W 2007 roku w wywiadzie dla "Rzeczpospolitej" Antoni Macierewicz powiedział, że przy prywatyzacji TP SA Niemczyk walnie przyczynił się do aferalnego oddania firmy przez rząd Jerzego Buzka. - Zdziwiłem się, bo nie miałem z tą sprawą nic wspólnego. Zostałem wiceministrem gospodarki już po prywatyzacji TP SA - mówi Niemczyk.

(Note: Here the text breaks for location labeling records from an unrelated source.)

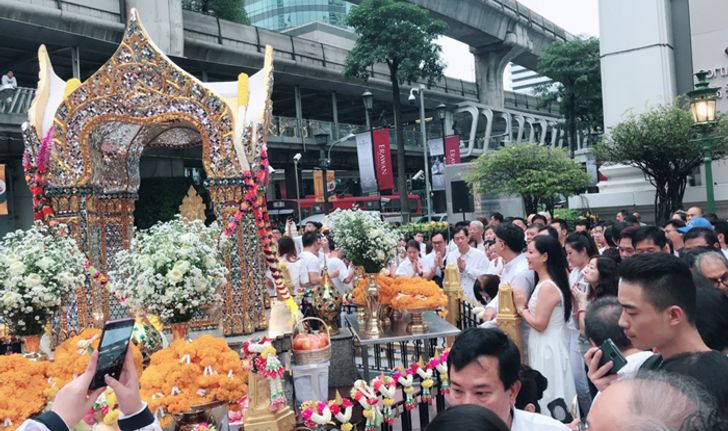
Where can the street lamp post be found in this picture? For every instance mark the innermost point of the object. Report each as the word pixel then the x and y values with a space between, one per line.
pixel 322 139
pixel 296 159
pixel 702 108
pixel 423 128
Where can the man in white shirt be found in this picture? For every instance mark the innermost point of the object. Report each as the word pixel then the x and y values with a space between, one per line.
pixel 509 245
pixel 433 265
pixel 309 256
pixel 475 232
pixel 602 322
pixel 420 237
pixel 470 262
pixel 483 367
pixel 340 274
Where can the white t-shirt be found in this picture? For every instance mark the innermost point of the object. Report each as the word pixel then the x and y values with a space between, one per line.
pixel 527 421
pixel 334 264
pixel 311 262
pixel 476 264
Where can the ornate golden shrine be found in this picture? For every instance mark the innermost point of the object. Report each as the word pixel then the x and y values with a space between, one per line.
pixel 140 99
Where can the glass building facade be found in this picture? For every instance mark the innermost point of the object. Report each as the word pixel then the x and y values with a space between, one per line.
pixel 282 14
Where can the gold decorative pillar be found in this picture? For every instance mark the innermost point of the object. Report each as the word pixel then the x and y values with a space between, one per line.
pixel 507 319
pixel 259 417
pixel 244 307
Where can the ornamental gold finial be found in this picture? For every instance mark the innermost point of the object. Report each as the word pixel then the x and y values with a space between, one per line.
pixel 507 319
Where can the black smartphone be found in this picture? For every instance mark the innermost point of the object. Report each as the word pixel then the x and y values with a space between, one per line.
pixel 610 352
pixel 112 350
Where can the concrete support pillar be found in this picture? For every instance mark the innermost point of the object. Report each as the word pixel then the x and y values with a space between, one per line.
pixel 299 115
pixel 490 62
pixel 163 20
pixel 335 111
pixel 76 62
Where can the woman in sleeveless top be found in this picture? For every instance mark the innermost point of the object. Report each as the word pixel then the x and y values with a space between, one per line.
pixel 547 312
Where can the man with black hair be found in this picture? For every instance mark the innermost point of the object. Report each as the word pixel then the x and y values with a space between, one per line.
pixel 701 237
pixel 495 219
pixel 601 322
pixel 562 227
pixel 310 256
pixel 673 235
pixel 721 231
pixel 470 261
pixel 624 243
pixel 483 365
pixel 509 245
pixel 649 239
pixel 658 299
pixel 433 264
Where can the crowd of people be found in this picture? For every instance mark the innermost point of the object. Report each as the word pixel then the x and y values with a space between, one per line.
pixel 658 294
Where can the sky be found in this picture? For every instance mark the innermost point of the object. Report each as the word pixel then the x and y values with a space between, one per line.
pixel 579 17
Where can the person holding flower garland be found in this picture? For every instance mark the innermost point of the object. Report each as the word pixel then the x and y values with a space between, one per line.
pixel 74 400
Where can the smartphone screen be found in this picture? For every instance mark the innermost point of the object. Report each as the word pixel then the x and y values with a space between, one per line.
pixel 610 352
pixel 112 350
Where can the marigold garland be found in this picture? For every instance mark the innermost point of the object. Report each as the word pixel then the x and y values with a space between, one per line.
pixel 71 357
pixel 24 390
pixel 186 374
pixel 417 293
pixel 386 290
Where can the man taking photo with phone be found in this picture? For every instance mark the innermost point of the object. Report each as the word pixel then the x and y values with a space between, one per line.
pixel 658 299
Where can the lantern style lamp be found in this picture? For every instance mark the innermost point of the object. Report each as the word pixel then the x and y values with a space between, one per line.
pixel 702 107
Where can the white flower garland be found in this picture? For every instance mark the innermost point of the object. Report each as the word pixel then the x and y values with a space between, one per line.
pixel 170 270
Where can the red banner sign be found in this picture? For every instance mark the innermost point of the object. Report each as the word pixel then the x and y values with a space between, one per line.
pixel 383 159
pixel 452 150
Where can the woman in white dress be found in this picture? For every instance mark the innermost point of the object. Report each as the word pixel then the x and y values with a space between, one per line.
pixel 580 248
pixel 411 266
pixel 547 312
pixel 288 257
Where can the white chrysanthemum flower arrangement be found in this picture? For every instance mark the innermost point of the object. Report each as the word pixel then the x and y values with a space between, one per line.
pixel 170 270
pixel 364 238
pixel 40 268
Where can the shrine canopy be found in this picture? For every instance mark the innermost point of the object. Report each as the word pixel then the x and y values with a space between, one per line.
pixel 139 98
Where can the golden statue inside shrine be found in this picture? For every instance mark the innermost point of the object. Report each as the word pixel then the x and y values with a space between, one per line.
pixel 86 139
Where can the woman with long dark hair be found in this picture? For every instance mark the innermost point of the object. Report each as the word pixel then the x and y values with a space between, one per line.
pixel 547 312
pixel 580 248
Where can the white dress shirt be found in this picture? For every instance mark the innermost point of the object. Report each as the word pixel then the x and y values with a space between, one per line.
pixel 527 421
pixel 476 264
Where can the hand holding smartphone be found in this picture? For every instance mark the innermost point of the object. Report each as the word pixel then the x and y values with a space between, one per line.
pixel 112 350
pixel 610 352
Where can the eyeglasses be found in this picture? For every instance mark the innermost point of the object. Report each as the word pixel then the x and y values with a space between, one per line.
pixel 718 280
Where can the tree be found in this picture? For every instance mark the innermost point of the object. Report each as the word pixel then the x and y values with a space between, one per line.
pixel 660 142
pixel 402 36
pixel 539 174
pixel 231 10
pixel 574 65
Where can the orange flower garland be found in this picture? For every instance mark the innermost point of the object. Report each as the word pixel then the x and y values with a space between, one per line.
pixel 186 374
pixel 386 290
pixel 24 390
pixel 417 293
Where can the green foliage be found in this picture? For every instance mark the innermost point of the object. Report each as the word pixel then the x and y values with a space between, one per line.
pixel 574 65
pixel 231 10
pixel 660 142
pixel 397 33
pixel 401 35
pixel 159 200
pixel 539 174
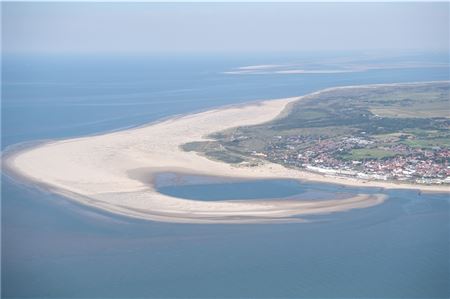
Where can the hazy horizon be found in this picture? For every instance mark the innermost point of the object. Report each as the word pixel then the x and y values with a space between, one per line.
pixel 121 28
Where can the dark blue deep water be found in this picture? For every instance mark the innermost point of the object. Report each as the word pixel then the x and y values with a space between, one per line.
pixel 53 248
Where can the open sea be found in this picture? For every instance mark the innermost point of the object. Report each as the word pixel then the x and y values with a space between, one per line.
pixel 54 248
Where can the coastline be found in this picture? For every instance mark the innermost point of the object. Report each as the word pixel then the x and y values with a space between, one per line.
pixel 96 170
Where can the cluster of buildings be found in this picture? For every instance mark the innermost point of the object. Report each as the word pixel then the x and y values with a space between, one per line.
pixel 334 157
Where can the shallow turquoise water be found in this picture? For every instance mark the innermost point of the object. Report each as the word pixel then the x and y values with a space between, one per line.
pixel 206 188
pixel 52 247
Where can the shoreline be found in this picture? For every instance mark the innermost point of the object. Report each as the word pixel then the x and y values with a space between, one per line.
pixel 95 170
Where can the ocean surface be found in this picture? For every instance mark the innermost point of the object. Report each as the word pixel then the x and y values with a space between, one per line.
pixel 54 248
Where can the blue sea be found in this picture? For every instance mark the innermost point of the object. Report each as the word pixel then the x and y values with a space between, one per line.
pixel 54 248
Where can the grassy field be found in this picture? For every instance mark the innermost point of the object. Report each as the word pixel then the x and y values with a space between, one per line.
pixel 416 116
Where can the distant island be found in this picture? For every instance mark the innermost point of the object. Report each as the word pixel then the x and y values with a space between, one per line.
pixel 385 132
pixel 366 136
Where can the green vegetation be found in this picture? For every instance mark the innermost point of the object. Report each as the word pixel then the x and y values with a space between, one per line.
pixel 374 130
pixel 371 153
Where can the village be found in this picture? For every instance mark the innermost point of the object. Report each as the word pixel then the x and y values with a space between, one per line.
pixel 396 161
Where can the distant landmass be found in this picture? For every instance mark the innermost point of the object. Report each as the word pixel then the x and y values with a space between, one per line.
pixel 394 132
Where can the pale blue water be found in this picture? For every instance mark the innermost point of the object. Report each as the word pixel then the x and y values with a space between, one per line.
pixel 52 247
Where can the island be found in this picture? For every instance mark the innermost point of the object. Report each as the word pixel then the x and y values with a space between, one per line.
pixel 396 133
pixel 295 138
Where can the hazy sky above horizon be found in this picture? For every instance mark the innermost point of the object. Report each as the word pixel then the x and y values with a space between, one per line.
pixel 159 27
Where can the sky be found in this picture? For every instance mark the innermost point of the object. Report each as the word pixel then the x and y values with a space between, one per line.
pixel 57 27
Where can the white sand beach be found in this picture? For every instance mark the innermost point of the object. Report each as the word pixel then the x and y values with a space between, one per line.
pixel 98 171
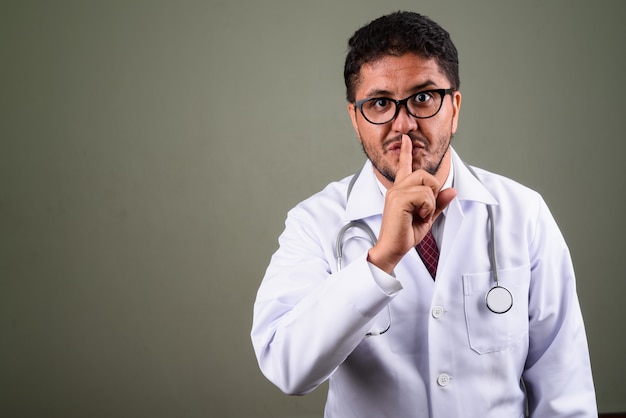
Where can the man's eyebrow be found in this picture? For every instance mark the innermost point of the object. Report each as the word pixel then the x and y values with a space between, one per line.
pixel 386 93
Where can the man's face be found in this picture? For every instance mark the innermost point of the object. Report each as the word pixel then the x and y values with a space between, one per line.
pixel 397 78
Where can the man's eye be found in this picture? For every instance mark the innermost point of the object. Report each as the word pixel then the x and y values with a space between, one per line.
pixel 381 103
pixel 423 97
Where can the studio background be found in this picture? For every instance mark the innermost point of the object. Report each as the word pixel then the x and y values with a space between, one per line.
pixel 149 152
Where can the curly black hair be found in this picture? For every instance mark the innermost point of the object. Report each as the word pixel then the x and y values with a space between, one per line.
pixel 397 34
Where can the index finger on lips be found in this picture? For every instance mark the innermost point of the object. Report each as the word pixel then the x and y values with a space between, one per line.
pixel 405 162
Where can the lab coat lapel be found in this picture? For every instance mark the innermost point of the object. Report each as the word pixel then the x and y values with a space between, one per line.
pixel 366 199
pixel 469 191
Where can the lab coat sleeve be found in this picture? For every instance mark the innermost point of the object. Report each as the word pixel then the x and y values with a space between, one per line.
pixel 558 371
pixel 307 320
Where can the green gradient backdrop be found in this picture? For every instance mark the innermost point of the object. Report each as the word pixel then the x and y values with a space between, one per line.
pixel 149 151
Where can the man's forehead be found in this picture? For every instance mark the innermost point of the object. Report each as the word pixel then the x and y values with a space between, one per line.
pixel 393 73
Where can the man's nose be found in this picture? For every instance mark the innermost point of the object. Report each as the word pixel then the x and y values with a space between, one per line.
pixel 403 121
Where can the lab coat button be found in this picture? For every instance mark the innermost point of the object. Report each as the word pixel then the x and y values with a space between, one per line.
pixel 443 380
pixel 437 312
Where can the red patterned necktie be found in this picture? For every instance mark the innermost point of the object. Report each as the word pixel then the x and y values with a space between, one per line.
pixel 427 249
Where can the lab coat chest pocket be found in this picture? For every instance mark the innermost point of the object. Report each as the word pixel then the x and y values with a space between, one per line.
pixel 489 332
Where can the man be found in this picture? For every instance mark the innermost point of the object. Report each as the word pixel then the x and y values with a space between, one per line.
pixel 493 329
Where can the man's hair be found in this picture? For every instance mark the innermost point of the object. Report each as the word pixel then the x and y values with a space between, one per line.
pixel 397 34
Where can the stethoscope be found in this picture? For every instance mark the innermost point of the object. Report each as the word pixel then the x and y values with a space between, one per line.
pixel 498 299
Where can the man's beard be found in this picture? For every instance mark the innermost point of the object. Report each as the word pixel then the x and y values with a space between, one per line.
pixel 431 168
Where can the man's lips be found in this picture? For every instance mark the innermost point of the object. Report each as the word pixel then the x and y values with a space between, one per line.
pixel 396 145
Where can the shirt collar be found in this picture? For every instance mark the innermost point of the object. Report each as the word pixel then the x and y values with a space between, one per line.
pixel 367 197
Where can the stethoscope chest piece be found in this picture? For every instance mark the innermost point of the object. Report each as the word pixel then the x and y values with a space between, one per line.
pixel 499 300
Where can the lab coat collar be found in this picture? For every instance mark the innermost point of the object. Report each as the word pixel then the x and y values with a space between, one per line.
pixel 366 199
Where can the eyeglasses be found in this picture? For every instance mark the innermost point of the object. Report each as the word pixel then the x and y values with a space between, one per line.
pixel 422 105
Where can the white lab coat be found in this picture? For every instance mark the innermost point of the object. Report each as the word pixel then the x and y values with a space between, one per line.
pixel 446 355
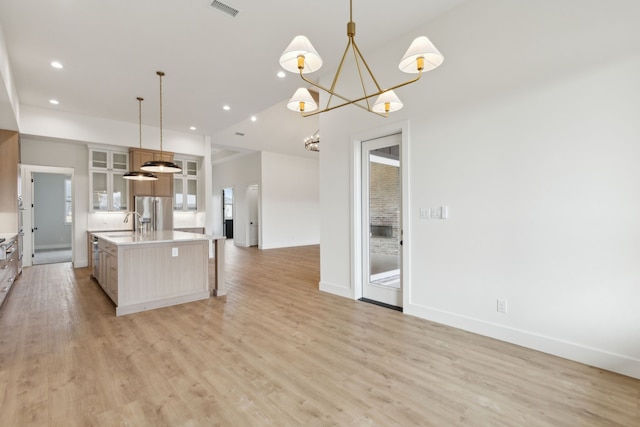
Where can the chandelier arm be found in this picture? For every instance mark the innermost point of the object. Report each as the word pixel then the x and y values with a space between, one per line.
pixel 359 68
pixel 355 101
pixel 337 95
pixel 357 50
pixel 329 91
pixel 341 105
pixel 338 71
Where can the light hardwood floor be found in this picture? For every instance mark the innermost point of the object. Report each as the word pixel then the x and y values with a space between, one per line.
pixel 275 352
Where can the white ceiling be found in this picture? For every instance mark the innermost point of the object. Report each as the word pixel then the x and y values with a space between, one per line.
pixel 111 50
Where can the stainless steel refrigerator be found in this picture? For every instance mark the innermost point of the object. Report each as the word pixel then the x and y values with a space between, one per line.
pixel 156 213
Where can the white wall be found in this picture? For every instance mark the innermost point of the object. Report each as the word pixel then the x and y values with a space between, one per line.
pixel 529 133
pixel 290 201
pixel 46 123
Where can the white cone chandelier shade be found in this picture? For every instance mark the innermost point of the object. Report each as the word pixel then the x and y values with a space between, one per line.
pixel 422 53
pixel 300 49
pixel 302 101
pixel 388 102
pixel 302 58
pixel 140 175
pixel 161 166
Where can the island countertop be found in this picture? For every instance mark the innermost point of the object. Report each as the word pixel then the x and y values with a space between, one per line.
pixel 162 236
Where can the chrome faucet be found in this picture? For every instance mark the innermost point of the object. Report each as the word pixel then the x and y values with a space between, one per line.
pixel 126 218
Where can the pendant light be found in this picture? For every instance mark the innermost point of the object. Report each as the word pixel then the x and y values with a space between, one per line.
pixel 161 166
pixel 140 175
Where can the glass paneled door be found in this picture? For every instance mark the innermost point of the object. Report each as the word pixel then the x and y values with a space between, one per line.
pixel 381 220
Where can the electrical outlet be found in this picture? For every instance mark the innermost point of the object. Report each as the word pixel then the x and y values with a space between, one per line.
pixel 501 306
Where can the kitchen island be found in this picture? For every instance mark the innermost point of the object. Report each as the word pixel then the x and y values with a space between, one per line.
pixel 159 269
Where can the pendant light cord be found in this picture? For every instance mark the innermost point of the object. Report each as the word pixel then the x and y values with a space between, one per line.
pixel 140 118
pixel 160 73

- Z merytorycznego punktu widzenia sprawa była niezwykle prosta, ale problemy zaczęły się, gdy próbowaliśmy postawić posła Macierewicza przed sądem - wspomina Michał Wysocki, adwokat Niemczyka. Przez dwa lata polityk PiS uchylał się od cywilnego procesu twierdząc, że chroni go immunitet poselski. Gdy proces się już rozpoczął, najczęściej prosił o jego odroczenie z powodu choroby lub ważnych spraw publicznych, którymi się zajmuje. Macierewicz nie był w stanie przed sądem wskazać żadnego dowodu na związek Niemczyka z prywatyzacją TP SA. Mimo to nie chciał dobrowolnie go przeprosić.
Tuż przed ogłoszeniem wyroku 17 kwietnia przed sądem apelacyjnym adwokat Macierewicza ponownie poprosił sąd o odroczenie sprawy z powodu nieobecności posła. Sąd jednak wydał wyrok i nakazał Antoniemu Macierewiczowi zamieścić przeprosiny Niemczyka w dzienniku "Rzeczpospolita". Wyrok jest prawomocny.
Wysocki: - Sprawa Niemczyka pokazała, jak wielkiej determinacji potrzeba, by przymusić posła Macierewicza do przeprosin za rozpowszechniane przez niego oczywiste kłamstwo.